Par des mémoires en défense, enregistrés les 22 juillet 2024 et 3 décembre 2024, la SAS Big Promotion, représentée par la Selas Olszak et BS, conclut, à titre principal, au rejet de la requête, à titre subsidiaire, à ce qu’il soit procédé à l’annulation de l’article 3 du dispositif de l’arrêté du 26 avril 2024 et à ce qu’une somme de 3 000 euros soit mise à la charge des requérants en application des dispositions de l’article L. 761-1 du code de justice administrative.
Elle fait valoir que :
- les requérants ne justifient pas de leur intérêt à agir ;
- les moyens soulevés ne sont pas fondés ;
- à supposer qu’il soit considéré que l’article 3 du dispositif de l’arrêté du 26 avril 2024 est illégal, il est possible de procéder à une simple annulation partielle de cet arrêté, sur le fondement des dispositions de l’article L. 600-5 du code de l’urbanisme.

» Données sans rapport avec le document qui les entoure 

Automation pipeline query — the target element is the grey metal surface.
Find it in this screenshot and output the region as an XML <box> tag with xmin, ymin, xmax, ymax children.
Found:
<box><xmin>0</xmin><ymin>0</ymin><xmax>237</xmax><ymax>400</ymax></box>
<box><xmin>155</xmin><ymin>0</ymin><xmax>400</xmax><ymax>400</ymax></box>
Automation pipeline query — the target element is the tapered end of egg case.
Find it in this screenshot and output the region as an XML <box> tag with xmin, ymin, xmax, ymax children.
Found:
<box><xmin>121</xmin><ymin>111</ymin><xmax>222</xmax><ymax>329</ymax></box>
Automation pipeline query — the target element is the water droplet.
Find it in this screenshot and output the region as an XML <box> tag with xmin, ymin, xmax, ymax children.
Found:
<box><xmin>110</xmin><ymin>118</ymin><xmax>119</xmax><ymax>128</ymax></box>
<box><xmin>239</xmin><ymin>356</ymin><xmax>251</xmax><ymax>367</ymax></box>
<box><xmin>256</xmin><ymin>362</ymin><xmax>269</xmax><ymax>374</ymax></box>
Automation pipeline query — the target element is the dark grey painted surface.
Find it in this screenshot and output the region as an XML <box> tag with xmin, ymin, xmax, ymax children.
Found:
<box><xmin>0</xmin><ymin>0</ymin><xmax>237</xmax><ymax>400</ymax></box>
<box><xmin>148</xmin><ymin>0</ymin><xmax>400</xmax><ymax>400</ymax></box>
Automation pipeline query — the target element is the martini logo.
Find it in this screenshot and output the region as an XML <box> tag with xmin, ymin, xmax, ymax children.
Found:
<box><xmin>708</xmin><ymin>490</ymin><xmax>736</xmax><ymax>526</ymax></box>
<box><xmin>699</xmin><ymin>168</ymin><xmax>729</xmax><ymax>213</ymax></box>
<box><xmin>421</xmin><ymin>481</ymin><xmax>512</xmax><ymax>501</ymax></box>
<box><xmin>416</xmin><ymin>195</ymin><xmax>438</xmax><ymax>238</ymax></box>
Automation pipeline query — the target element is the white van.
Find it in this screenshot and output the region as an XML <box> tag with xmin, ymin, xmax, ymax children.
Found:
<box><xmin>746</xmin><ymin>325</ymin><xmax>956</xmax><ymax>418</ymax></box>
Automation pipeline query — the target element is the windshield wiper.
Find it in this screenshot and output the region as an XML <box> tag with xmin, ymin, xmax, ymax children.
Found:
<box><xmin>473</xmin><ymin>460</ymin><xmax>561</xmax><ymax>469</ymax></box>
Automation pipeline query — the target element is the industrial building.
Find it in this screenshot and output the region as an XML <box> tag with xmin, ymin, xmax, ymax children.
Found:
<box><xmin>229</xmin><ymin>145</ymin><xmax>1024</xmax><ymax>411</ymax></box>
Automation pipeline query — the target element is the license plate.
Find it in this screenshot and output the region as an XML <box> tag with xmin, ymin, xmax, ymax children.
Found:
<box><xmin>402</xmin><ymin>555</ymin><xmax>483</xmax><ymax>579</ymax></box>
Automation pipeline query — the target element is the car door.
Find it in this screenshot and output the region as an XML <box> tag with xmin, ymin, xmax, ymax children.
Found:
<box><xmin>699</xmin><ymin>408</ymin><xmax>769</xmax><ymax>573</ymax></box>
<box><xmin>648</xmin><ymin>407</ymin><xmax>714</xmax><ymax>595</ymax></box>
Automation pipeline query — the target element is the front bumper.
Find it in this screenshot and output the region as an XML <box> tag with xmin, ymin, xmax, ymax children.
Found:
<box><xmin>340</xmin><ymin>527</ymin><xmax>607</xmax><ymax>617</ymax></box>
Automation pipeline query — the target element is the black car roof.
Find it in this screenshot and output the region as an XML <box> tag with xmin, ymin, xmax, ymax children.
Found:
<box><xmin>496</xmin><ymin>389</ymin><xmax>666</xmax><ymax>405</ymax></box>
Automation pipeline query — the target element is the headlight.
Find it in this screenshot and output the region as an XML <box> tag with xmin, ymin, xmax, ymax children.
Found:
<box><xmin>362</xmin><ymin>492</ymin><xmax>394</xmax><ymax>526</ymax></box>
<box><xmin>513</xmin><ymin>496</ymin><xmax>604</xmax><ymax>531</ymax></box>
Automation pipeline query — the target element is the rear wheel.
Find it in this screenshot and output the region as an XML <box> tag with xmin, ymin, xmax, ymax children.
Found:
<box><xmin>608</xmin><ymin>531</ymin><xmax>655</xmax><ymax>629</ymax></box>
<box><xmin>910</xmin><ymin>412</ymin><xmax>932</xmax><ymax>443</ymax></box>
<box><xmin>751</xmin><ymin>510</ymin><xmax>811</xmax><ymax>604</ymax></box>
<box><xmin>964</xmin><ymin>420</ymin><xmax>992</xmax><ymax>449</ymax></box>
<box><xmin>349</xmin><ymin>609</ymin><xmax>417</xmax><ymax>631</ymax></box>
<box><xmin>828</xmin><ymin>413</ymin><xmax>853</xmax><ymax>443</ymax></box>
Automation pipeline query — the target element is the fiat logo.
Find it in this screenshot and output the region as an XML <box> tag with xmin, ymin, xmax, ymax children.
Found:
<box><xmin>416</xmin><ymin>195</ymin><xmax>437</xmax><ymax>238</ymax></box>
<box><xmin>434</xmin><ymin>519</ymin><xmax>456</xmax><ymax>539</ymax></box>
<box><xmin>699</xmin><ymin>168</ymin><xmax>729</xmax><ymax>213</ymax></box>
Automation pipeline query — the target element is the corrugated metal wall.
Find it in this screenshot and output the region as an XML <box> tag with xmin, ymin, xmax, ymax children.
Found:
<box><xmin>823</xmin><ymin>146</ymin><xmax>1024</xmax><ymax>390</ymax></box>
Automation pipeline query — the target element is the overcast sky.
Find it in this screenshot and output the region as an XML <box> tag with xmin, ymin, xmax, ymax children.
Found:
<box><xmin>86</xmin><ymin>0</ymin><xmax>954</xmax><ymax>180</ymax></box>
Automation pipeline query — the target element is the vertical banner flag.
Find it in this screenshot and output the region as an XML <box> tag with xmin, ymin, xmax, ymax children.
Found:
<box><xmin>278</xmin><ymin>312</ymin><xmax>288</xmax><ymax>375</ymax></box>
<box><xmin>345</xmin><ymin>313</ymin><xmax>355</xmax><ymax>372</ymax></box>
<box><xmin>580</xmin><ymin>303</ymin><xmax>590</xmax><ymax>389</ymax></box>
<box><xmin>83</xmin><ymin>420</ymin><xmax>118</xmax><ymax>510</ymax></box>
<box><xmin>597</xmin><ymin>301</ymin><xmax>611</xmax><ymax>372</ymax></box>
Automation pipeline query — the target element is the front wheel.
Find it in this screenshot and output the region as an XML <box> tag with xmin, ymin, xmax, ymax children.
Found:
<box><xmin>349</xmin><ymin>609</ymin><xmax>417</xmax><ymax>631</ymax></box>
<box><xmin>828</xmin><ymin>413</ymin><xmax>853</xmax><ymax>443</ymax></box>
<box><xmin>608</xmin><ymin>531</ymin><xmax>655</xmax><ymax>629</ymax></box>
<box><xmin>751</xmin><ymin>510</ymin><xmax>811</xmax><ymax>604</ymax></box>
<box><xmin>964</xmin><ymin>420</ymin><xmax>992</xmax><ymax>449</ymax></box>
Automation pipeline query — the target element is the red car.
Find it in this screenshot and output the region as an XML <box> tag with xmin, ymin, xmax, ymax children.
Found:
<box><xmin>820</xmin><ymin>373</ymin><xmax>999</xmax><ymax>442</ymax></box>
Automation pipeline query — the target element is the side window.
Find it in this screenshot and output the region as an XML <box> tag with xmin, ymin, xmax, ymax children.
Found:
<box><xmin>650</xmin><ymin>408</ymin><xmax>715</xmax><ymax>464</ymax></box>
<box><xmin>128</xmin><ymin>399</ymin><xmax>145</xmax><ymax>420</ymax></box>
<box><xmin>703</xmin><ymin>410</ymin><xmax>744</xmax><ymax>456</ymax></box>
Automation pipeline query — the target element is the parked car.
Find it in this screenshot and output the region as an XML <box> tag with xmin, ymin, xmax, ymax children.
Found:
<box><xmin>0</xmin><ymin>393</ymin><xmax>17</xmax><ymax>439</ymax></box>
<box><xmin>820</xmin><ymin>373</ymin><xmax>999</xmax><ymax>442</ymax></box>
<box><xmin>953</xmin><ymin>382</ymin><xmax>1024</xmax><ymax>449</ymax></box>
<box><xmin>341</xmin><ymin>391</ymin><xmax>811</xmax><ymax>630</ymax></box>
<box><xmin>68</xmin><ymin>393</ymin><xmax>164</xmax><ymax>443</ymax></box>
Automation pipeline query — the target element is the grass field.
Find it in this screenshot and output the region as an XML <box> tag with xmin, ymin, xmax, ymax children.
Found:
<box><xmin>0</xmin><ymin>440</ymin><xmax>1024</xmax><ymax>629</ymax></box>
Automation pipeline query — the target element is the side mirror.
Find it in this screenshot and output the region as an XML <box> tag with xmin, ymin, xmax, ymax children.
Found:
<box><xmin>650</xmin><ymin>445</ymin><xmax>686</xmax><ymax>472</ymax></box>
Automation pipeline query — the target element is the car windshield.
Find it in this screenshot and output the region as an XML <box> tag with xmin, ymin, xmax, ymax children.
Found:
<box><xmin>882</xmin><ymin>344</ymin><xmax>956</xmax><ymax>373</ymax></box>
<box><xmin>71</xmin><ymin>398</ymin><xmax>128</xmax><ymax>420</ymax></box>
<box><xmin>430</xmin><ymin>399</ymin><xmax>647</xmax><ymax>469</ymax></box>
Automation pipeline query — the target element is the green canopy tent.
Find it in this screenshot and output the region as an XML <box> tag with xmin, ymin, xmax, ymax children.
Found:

Par des mémoires en défense, enregistrés les 29 octobre 2024 et 29 novembre 2024, la commune de BR, représentée par la SCP Racine Strasbourg, indique ne pas s’opposer à la mesure d’expertise sollicitée, à condition de ne pas en supporter le coût, conclut au rejet de la requête et à ce qu’une somme de 3 000 euros soit mise à la charge des requérants en application des dispositions de l’article L. 761-1 du code de justice administrative.
Elle fait valoir que :
- les requérants ne justifient pas de leur intérêt à agir ;
- les moyens soulevés ne sont pas fondés.
Vu les autres pièces du dossier.
Vu :
- le code de l’urbanisme ;
- le code de justice administrative.
Les parties ont été régulièrement averties du jour de l’audience.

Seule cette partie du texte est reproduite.